I guess that's the point. 29 Palms is as bad a movie as it is a good experiment in boiling down a genre of film and presenting its vital elements in all their pulsating, bloody glory. I abhor Dumont's justifications and explanations for making this 'story', for there is no story. But I readily admit that I can think of no one else who could direct such a movie without succumbing to the temptation to make a character sympathetic, to punch up a scene, to make David and Katia have a truly heartfelt conversation over dinner. His desire to make himself transparent as a director allowed him to make a film of pure horror without even an ounce of any unnecessary element.

I cannot in any way recommend that anybody see this movie.

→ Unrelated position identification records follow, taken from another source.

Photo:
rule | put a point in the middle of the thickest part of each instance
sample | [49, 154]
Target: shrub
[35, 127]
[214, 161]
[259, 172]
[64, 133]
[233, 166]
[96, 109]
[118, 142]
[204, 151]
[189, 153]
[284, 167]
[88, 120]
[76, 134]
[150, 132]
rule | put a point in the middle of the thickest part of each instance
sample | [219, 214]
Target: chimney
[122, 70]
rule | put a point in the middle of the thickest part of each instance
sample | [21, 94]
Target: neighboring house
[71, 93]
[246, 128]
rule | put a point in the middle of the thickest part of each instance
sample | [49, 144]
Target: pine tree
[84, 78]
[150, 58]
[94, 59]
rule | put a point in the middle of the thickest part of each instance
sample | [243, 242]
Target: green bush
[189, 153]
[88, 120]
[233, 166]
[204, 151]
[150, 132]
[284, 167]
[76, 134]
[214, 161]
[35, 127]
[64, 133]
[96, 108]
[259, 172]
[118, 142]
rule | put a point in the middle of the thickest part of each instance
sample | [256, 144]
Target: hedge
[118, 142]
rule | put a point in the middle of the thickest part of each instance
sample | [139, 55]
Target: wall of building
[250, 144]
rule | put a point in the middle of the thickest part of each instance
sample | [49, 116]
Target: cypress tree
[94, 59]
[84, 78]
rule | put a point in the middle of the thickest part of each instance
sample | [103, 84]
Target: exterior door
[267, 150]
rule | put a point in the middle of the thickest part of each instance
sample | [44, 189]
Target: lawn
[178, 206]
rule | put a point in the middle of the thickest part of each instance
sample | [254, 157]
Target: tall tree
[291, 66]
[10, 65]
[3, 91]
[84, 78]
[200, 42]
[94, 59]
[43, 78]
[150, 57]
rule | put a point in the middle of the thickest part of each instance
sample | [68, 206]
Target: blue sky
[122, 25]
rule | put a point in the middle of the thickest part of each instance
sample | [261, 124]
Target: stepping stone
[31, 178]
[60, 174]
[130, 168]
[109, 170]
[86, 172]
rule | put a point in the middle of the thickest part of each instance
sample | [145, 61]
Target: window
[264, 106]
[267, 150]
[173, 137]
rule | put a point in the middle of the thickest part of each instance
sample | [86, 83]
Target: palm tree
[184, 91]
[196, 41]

Then again, I can't really stop you can I? If you do decide to watch it, give yourself time to recover--you will need it. Try not to watch it as you would any other movie, because it is not. If you have two hours to waste on 29 Palms, you will probably either hate it with a passion, find some meaning in it, or come to accept it as I have as a very well shot piece of experimental film. For the rest of us I recommend Hitchcock's Rear Window with Jimmy Stewart and the beautiful Grace Kelly, which is everything a horror movie should be.

Coming tomorrow--My expose on the Esurance girl. Be there!

2 comments:

Jo said...

Oh my god what an awful movie. I don't remember you saying that by the way.

intodeepagain said...

So i stumbled across this movie on the Sundance channel late at night around 2:00. The info for the movie was confused for the recent 29 Palms movie directed by Leonardo Ricagni staring Rachel Leigh Cook and Jeremy Davis. So i went into this movie hoping for the story behind Leonardo Ricagni film "29 Palms" Starving for some excitement in the movie i continued to watch thinking there might be something around the corner that would keep me watching. I got just that with 15 minutes left to go. It was so much excitement i had to close my eyes..........because a guy was being sodomized by another guy. Basically i thought i was going to get an action packed, bad guy wins and gets rich from robbing a 5 star Vegas casino; bloody shoot-em-up kinda film. So to everyone out there. Please do not get misled like i was. Make sure the description of the movie fits the one you are watching. You will waste 2 hours of your time like i did and come out of it a little fragile.